ガソリン
ガソリンの種類
ガソリンエンジンの燃料であるガソリンは原油を蒸留・分解した際に得られる石油製品で、ハイオクとレギュラーの2種類があります。ハイオクとは、ハイオクタンガソリン(high-octane gasoline)の略称であり、オクタン価が高いガソリンを意味します。
オクタン価とは数字が大きいほどノッキング現象を起こさない=ガソリンエンジンの圧縮行程で高圧になった時に自然発火(異常発火)しにくい性質の程度をあらわす数字で、JIS規格では96オクタン以上のガソリンをハイオクタンガソリン、96オクタン未満89オクタン以上のガソリンをレギュラーガソリンと区別します。
ガソリンエンジンは、ガソリンを吸入、圧縮、爆発、排気というサイクルを繰り返してピストン運動(シリンダー内部をピストンが上下に往復運動)をしており、ガソリンは圧縮行程の終わりに点火して爆発することで押し上がったピストンを押し下げるために必要なエネルギーです。もし、ガソリンが自然発火(異常燃焼)してしまうと、ピストンを押し上げている途中、つまりピストンがまだ上がりきっていないうちに爆発を起こしてピストンを押し下げてしいまいエンジンを逆に回転させるように爆発力が働くため、エンジン効率が極端に落ちてしまいます。この現象をノッキング現象と言います。

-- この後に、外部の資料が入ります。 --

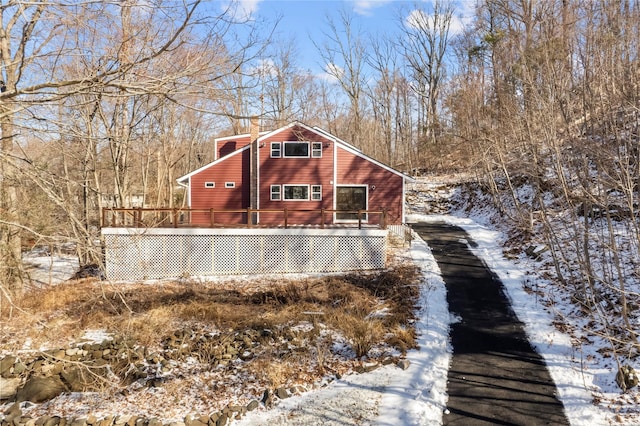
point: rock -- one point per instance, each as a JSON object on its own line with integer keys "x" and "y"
{"x": 19, "y": 368}
{"x": 404, "y": 364}
{"x": 6, "y": 364}
{"x": 626, "y": 378}
{"x": 40, "y": 389}
{"x": 13, "y": 409}
{"x": 75, "y": 379}
{"x": 8, "y": 387}
{"x": 53, "y": 421}
{"x": 222, "y": 420}
{"x": 213, "y": 419}
{"x": 282, "y": 393}
{"x": 88, "y": 271}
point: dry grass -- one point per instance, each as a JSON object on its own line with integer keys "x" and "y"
{"x": 294, "y": 323}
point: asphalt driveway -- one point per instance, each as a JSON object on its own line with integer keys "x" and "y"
{"x": 495, "y": 377}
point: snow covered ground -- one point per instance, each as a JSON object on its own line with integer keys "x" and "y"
{"x": 417, "y": 396}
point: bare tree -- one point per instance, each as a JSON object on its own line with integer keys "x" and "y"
{"x": 425, "y": 41}
{"x": 110, "y": 72}
{"x": 344, "y": 56}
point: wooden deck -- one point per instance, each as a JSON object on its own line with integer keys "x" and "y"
{"x": 244, "y": 218}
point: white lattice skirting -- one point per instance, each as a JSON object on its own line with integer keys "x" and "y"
{"x": 139, "y": 253}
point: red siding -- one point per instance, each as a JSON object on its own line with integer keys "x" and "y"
{"x": 387, "y": 194}
{"x": 296, "y": 171}
{"x": 228, "y": 145}
{"x": 235, "y": 169}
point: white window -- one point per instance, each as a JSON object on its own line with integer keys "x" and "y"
{"x": 276, "y": 193}
{"x": 276, "y": 150}
{"x": 296, "y": 149}
{"x": 296, "y": 192}
{"x": 316, "y": 192}
{"x": 316, "y": 149}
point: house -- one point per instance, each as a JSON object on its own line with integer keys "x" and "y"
{"x": 316, "y": 177}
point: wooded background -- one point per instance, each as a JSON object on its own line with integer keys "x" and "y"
{"x": 106, "y": 103}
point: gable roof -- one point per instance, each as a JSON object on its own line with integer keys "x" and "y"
{"x": 317, "y": 130}
{"x": 181, "y": 180}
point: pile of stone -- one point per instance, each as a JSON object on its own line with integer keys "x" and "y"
{"x": 90, "y": 366}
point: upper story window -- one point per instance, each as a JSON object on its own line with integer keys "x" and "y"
{"x": 296, "y": 149}
{"x": 316, "y": 149}
{"x": 296, "y": 192}
{"x": 276, "y": 150}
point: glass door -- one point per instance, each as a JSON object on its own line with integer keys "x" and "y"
{"x": 352, "y": 199}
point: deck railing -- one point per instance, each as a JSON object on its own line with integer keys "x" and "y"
{"x": 182, "y": 217}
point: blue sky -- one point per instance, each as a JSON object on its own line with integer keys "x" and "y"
{"x": 306, "y": 20}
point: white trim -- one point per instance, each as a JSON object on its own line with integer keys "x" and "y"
{"x": 279, "y": 192}
{"x": 312, "y": 149}
{"x": 279, "y": 150}
{"x": 284, "y": 185}
{"x": 311, "y": 193}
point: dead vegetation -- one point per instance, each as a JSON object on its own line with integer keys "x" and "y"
{"x": 271, "y": 332}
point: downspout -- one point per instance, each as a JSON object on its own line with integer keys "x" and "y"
{"x": 254, "y": 168}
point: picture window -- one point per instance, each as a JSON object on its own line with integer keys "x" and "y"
{"x": 296, "y": 149}
{"x": 316, "y": 149}
{"x": 276, "y": 150}
{"x": 296, "y": 192}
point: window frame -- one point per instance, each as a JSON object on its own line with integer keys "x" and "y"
{"x": 316, "y": 149}
{"x": 276, "y": 147}
{"x": 278, "y": 189}
{"x": 284, "y": 149}
{"x": 316, "y": 192}
{"x": 287, "y": 185}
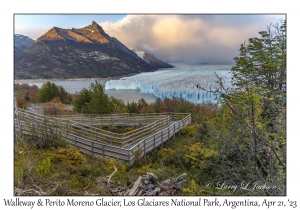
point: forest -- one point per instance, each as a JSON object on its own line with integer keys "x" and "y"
{"x": 239, "y": 141}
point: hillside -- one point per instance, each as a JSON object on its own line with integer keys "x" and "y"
{"x": 76, "y": 53}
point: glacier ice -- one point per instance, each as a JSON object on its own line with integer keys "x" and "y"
{"x": 178, "y": 82}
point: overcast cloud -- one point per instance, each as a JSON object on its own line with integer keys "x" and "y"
{"x": 189, "y": 38}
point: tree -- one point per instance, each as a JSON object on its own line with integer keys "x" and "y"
{"x": 92, "y": 100}
{"x": 50, "y": 90}
{"x": 47, "y": 92}
{"x": 250, "y": 126}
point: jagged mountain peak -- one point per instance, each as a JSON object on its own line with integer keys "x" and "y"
{"x": 21, "y": 42}
{"x": 94, "y": 33}
{"x": 84, "y": 52}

そのため、ハイオクタンガソリンは、ガソリンエンジン性能を安定して効率良く爆発させられるガソリンであることから、別名をプレミアムガソリンとも呼ばれており、エンジンの性能が重要なスポーツカーなどに主に用いられます。
ガソリンと軽油との違い
軽油も同じく原油を蒸留・分解した際に得られる石油製品です。原油は沸点(沸騰して蒸気になる温度)によってまず5種類の成分に分けられます。製油所では、原油を加熱炉で熱して、蒸気にして沸点温度によってそれぞれの成分が蒸留装置によって分けられていきます。沸点のもっとも低い30℃以下の蒸気はLPガス、次いで約30℃~180℃の蒸気はナフサ、約150℃~250℃の蒸気は灯油、約250℃~350℃の蒸気は軽油、残油がそのまま重油として留分されます。このうち、ガソリンはナフサ留分にあり、後にガソリンにも分解されることから粗製ガソリンとも呼ばれます。

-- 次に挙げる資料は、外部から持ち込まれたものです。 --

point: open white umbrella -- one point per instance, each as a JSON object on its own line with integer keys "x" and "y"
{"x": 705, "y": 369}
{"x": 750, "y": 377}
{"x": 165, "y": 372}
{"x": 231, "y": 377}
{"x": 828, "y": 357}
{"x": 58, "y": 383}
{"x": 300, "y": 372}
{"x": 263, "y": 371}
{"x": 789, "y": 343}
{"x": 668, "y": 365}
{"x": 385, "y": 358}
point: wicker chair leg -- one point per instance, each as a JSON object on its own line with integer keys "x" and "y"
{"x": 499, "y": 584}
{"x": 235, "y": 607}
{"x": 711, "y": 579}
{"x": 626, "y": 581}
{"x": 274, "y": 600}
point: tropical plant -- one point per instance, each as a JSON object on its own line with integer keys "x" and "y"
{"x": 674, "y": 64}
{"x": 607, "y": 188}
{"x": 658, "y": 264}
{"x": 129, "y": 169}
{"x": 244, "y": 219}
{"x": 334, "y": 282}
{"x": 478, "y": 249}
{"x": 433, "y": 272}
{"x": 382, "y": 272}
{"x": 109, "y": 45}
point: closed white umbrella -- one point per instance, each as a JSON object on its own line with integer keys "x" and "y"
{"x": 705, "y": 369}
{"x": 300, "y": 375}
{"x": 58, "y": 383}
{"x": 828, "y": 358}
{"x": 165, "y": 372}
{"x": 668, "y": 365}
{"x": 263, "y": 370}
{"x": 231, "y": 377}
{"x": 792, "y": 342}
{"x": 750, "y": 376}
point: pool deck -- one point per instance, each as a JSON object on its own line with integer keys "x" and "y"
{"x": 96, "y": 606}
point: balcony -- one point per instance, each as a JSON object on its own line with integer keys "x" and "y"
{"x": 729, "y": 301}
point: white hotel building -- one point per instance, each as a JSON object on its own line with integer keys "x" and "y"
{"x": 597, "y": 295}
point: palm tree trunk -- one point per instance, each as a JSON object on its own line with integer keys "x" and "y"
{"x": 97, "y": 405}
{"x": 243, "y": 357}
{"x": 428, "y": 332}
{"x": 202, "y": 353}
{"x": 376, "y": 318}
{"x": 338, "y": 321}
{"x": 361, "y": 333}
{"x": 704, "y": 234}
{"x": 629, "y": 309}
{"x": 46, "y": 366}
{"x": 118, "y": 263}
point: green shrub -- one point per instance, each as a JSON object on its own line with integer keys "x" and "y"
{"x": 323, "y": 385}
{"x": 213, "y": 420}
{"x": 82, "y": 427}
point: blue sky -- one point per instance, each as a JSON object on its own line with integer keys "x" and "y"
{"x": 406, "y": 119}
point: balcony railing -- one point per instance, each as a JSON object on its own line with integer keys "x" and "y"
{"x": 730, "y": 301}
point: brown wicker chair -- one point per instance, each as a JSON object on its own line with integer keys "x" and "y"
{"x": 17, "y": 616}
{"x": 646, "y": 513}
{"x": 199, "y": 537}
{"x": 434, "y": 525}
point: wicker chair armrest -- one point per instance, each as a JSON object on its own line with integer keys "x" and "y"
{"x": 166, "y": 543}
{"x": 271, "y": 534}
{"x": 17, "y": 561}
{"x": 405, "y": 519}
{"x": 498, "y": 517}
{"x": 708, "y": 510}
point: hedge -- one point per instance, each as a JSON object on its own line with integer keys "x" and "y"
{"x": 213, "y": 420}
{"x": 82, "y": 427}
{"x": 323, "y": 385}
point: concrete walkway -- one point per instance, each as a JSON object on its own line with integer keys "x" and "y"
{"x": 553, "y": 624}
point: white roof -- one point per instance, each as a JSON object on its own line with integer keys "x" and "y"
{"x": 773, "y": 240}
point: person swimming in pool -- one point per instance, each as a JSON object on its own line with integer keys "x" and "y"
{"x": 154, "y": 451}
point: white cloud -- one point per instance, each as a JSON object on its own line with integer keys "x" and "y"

ナフサ留分のうち、沸点が30℃〜80℃ものを軽質ナフサといい主にプラスチックの原料となる石油化学製品に、沸点が80℃〜180℃ものを重質ナフサといい主にガソリンおよび芳香族炭化水素(ベンゼン、トルエン、キシレン、ナフタレン)になります。
重質ナフサは、50オクタン前後とオクタン価が低く、そのままガソリンエンジンの燃料として使用するとノッキング現象を頻発してエンジン効率が悪いので、オクタン価を高めるために接触改質装置で分子構造を改良されたのちに品質により自動車ガソリン、航空ガソリン、工業ガソリンに分けられます。

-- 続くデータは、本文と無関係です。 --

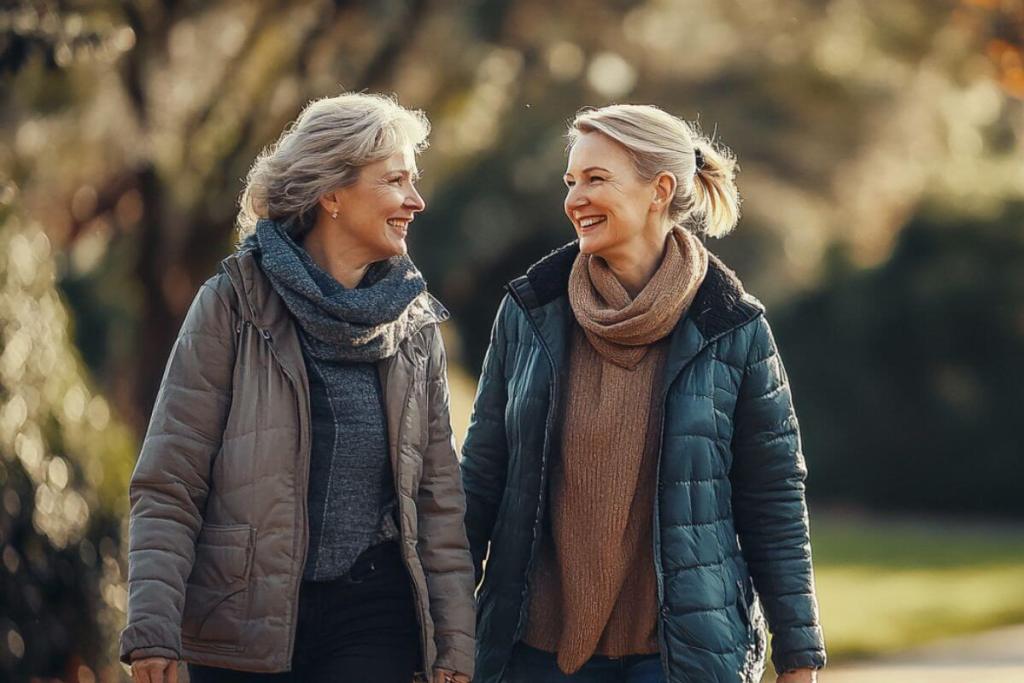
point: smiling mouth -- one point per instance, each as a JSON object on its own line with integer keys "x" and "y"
{"x": 589, "y": 222}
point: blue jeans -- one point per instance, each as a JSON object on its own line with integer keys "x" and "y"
{"x": 529, "y": 665}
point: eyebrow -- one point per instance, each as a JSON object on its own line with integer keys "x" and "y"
{"x": 591, "y": 169}
{"x": 416, "y": 175}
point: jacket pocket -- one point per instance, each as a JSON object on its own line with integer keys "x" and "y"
{"x": 217, "y": 591}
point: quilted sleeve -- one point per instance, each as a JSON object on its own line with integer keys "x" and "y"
{"x": 442, "y": 546}
{"x": 484, "y": 455}
{"x": 170, "y": 483}
{"x": 769, "y": 506}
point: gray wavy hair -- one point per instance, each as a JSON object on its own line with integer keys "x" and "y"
{"x": 657, "y": 141}
{"x": 323, "y": 151}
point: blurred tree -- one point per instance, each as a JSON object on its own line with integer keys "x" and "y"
{"x": 64, "y": 475}
{"x": 907, "y": 377}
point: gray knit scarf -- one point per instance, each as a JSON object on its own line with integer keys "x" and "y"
{"x": 364, "y": 325}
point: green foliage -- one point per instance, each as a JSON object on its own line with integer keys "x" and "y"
{"x": 907, "y": 377}
{"x": 884, "y": 587}
{"x": 65, "y": 463}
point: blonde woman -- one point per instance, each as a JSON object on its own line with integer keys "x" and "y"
{"x": 297, "y": 513}
{"x": 633, "y": 468}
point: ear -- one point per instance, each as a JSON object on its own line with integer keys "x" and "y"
{"x": 665, "y": 189}
{"x": 330, "y": 203}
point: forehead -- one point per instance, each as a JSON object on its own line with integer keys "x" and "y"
{"x": 597, "y": 150}
{"x": 402, "y": 159}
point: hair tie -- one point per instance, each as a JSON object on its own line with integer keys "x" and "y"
{"x": 698, "y": 158}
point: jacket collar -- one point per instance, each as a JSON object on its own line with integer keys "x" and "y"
{"x": 721, "y": 303}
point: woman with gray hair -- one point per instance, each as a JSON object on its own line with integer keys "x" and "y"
{"x": 633, "y": 465}
{"x": 297, "y": 512}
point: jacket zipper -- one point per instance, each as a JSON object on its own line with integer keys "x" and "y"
{"x": 548, "y": 425}
{"x": 401, "y": 523}
{"x": 656, "y": 538}
{"x": 303, "y": 472}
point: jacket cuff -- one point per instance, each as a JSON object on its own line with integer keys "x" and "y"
{"x": 456, "y": 653}
{"x": 148, "y": 639}
{"x": 799, "y": 647}
{"x": 142, "y": 652}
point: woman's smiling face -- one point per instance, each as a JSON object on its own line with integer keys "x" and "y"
{"x": 376, "y": 210}
{"x": 607, "y": 203}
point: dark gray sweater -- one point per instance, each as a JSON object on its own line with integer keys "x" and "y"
{"x": 351, "y": 495}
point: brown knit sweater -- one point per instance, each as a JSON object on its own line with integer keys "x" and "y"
{"x": 593, "y": 589}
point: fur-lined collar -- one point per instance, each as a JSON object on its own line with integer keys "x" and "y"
{"x": 721, "y": 303}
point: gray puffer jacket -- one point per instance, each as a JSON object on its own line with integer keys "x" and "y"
{"x": 218, "y": 525}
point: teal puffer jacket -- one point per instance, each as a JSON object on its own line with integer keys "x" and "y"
{"x": 731, "y": 544}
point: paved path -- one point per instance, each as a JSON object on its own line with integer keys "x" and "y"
{"x": 996, "y": 656}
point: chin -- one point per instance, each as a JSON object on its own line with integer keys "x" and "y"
{"x": 398, "y": 248}
{"x": 591, "y": 245}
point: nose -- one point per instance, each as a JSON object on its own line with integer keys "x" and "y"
{"x": 414, "y": 202}
{"x": 574, "y": 198}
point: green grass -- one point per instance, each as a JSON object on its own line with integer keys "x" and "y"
{"x": 887, "y": 586}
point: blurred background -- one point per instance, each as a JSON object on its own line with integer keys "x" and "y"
{"x": 883, "y": 225}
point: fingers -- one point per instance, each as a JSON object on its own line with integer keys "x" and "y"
{"x": 155, "y": 670}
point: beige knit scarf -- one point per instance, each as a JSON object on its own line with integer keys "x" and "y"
{"x": 593, "y": 590}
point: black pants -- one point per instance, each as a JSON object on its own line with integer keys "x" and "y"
{"x": 355, "y": 629}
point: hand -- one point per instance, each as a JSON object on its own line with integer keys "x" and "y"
{"x": 449, "y": 676}
{"x": 155, "y": 670}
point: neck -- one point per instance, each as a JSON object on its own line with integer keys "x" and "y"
{"x": 636, "y": 262}
{"x": 344, "y": 260}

また、軽油とガソリンでは引火点と着火点にも違いがあります。引火点は、火元を近づけた場合に燃え始める温度。着火点は、火元がないところでも自然に燃え始める温度のことです。ガソリンの引火点はマイナス40℃以下、着火点は300℃と極めて引火しやすい燃料です。対して、軽油の引火点は50℃~70℃、着火点は250℃で、ガソリンと比べて引火しにくい燃料である特徴をもちます。
軽油はディーゼルエンジンに用いられる燃料であることからディーゼル燃料とも呼ばれ、ガソリンエンジンでは自然発火してしまうと異常燃焼としてエンジン効率を落としてしまう現象でしたが、逆にディーゼルエンジンでは軽油の引火しにくさを利用して自然発火によってエンジンをピストン運動させます。圧縮して自然着火するまで温度を上げて爆発させることでピストンを押し下げます。軽油を利用するディーゼルエンジンは高出力で熱効率が良いですが、騒音・振動が大きく、小型化することも難しいため、トラックやバスなどの大型車に主に用いられています。また、ディーゼルエンジンは大気汚染物質の排出量が多いことが問題視されていましたが、2009年にはクリーンディーゼルエンジンと呼ばれる大気汚染物質も二酸化炭素の排出も抑制する環境面に配慮したエンジンが開発されています。
ガソリンスタンドでは、消防法で定められているルールに基づいてハイオクタンガソリンのノズルには黄色、レギュラーガソリンのノズルには赤色、軽油のノズルには緑色が使われています。